6 years old male child, who was apparently normal a month back, developed progressive tiredness and breathlessness. He was treated locally and as he did not improve, evaluated and found to be in severe renal failure hence referred to us.
Initial lab parameters revealed severe azotemia (Urea – 326 mg%, creatinine 7.59 mg/dl) with severe anemia (Hb 4.2 g/dl). His platelets were low (49,000 /mm3) and LDH was high 6132 u / l. He was initiated on dialysis immediately and further evaluation was carried on.
DIC evaluation was negative and his kidneys on ultra-sonogram was of normal size. His reticulocyte count was 21, indicating normal bone marrow response. Peripheral smear showed microcytic hypochromic anemia with few shistocytes. The clinical picture was suggestive of Hemolytic Uremic Syndrome (HUS). Without waiting for the reason for further confirmatory evidences, we counselled the family and proceeded with plasm exchange.
He received 5 exchanges of plasma exchange and continued on dialysis. The two questions that remained unanswered at this point of time was
- What is the reason for HUS in this child? With no history of preceding diarrhea , this is not a classical HUS
- What is the renal recovery chances? How long the child left untreated before we received the child in our hospital?
Upon stabilizing the child on dialysis, and correcting his anemia and thrombocytopenia, he underwent renal biopsy.

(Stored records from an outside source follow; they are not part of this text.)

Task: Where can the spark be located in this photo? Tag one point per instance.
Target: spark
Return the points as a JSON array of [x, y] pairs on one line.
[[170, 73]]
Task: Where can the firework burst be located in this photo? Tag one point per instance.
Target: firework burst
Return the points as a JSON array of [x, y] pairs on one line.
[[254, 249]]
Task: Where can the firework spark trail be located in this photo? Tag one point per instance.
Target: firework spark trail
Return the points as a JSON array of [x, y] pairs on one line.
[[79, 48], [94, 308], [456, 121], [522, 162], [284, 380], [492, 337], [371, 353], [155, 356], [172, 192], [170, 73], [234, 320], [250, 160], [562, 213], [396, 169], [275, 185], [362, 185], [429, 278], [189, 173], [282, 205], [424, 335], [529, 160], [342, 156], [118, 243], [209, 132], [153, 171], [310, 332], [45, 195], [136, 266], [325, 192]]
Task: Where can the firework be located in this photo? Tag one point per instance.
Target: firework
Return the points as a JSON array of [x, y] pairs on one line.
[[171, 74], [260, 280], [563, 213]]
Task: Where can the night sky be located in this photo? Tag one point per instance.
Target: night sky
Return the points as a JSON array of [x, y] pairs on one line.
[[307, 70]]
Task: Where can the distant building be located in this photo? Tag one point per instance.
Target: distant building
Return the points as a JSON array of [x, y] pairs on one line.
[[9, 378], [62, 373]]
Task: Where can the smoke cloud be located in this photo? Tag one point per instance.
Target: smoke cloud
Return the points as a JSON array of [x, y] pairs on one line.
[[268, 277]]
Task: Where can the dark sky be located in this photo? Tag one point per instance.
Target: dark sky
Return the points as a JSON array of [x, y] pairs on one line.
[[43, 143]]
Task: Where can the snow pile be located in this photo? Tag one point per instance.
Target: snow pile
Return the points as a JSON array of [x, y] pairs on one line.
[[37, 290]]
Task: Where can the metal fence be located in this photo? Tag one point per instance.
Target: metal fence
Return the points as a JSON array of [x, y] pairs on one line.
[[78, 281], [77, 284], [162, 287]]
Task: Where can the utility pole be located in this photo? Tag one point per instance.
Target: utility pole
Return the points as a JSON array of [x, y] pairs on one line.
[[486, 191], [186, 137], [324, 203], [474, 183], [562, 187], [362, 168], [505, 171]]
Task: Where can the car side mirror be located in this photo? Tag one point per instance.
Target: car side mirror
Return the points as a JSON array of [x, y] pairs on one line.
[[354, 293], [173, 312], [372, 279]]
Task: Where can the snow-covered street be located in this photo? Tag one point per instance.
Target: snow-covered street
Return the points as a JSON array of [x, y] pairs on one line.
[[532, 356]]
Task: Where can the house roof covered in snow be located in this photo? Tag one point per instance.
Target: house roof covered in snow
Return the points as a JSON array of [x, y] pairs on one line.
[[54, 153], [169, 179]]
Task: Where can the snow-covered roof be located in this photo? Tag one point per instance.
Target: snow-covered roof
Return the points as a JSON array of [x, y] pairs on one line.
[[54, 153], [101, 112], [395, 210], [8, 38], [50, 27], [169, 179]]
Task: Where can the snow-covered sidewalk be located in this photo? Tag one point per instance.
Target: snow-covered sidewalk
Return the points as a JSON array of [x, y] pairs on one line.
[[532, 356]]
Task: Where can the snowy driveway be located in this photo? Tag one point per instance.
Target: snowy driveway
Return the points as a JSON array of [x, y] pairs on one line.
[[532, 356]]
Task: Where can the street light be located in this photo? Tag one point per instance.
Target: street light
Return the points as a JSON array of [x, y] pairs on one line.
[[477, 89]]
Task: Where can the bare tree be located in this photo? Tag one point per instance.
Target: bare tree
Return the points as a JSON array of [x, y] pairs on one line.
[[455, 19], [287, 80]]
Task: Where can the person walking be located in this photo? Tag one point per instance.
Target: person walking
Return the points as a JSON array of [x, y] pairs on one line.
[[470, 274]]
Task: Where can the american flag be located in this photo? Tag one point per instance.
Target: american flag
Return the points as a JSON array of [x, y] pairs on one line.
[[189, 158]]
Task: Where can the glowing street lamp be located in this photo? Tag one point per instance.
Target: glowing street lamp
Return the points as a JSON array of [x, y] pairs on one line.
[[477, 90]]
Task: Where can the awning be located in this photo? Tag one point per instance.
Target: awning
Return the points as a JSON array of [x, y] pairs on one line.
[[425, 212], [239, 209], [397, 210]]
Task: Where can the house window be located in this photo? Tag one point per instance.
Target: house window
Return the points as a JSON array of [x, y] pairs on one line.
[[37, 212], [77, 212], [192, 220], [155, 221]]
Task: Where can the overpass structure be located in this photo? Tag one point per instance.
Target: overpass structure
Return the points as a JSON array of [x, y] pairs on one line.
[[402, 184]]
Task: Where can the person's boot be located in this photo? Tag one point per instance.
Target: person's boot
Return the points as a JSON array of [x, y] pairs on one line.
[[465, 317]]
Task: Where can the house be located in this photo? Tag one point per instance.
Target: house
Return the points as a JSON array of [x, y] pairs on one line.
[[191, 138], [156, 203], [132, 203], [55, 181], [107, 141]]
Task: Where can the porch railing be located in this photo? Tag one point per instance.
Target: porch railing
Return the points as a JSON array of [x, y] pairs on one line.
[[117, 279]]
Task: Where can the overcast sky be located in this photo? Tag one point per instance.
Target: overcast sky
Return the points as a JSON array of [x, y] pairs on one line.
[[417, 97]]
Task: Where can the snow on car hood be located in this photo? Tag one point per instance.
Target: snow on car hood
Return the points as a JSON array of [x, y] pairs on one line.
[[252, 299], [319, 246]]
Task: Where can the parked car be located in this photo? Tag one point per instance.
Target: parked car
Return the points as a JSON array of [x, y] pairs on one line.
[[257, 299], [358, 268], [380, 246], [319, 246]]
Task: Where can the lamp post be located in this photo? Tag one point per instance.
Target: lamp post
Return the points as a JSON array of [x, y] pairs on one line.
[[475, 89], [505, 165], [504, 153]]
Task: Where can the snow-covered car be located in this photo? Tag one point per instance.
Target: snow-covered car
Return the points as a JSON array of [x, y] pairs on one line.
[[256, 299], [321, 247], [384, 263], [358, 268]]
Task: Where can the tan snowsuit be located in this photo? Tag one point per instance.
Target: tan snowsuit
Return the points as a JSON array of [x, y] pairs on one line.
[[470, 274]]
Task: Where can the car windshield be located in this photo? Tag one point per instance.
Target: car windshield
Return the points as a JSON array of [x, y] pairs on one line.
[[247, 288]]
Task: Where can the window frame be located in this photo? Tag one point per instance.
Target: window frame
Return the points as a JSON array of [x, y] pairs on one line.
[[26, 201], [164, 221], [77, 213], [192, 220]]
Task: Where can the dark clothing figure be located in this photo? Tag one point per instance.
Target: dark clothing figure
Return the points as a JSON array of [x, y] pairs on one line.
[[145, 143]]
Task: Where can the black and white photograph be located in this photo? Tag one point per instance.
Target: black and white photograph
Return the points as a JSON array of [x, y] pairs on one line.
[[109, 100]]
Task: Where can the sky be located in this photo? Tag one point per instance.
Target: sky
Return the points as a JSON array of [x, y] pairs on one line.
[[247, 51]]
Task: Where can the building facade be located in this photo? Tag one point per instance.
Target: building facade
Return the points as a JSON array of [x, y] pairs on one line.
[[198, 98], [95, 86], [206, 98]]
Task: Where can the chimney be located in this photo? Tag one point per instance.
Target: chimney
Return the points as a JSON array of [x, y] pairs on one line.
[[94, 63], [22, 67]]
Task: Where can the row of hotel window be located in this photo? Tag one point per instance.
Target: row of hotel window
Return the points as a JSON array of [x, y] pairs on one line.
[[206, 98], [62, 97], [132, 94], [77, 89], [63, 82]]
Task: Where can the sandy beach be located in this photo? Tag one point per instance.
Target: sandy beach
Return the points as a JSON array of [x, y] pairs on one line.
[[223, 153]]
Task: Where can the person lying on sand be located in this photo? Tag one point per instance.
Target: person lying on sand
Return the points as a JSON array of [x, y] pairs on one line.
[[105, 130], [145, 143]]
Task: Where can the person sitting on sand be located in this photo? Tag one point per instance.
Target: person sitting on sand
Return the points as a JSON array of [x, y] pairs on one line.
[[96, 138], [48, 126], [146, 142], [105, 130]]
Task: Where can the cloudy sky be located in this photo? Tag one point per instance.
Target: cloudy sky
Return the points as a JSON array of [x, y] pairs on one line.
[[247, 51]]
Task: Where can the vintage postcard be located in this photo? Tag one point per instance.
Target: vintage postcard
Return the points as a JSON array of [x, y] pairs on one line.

Fortunately, there were no evidence of chronic changes due to HUS and the micro vascular thrombosis. It showed acute tubular injury and edematous interstitium. There were no evidence of micro vascular thrombosis or chronic changes as the biopsy was done post treatment.
The evaluation of the root cause of HUS revealed he had Anti Factor H antibody and he received rituximab to stop production of these antibodies by B-lymphocytes.
Renal biopsy Glomeruli appeared normal without proliferation of mesangial, endothelial or epithelial cells. There were no crescents or intra vascular thrombosis. There are foci of moderate acute tubular necrosis with interstitial edema and focal lymphocytic infiltrations.
Small artery that was included in the biopsy was normal.
Immuno florescence did not yield any significant deposits
What is Hemolytic Uremic syndrome?
It is a disorder of the microvasculature where there is endothelial damage that results in micro vascular thrombosis. The classical picture includes Coomb’s negative micro-angiopathic hemolytic anemia, thrombocytopenia and renal disease. Corresponding evidences include indirect hyper- bilirubinemia, elevated LDH, shistocytes on peripheral smear .
TTP (Thrombotic Thrombocytopenic Purpura) is also a similar disease where there is predominantly CNS manifestation .
Normally it follows acute gastroenteritis caused by O157:H7 strain of E.Coli. Otherr pathogens like Shigella , Pneumococcus and non infective causes include pregnancy , abnormalities in alternate pathway of complement system, accelerated hypertension, drugs including Calcineurin inhibitors, anti platelets etc.
The disease has good prognosis in children especially if it is associated with diarrhea. Atypical HUS, that is not diarrhea related has poor prognosis. If the treatment is delayed, the patient ends in chronic renal failure needing long-term dialysis and renal transplantation. aHUS due to complement abnormality needs liver transplantation ahead of renal transplantation to prevent recurrence.
Treatment consists of treating the underlying cause, plasmapheresis, correction of anemia and thrombocytopenia. Antibiotics are avoided in diarrhea associated HUS.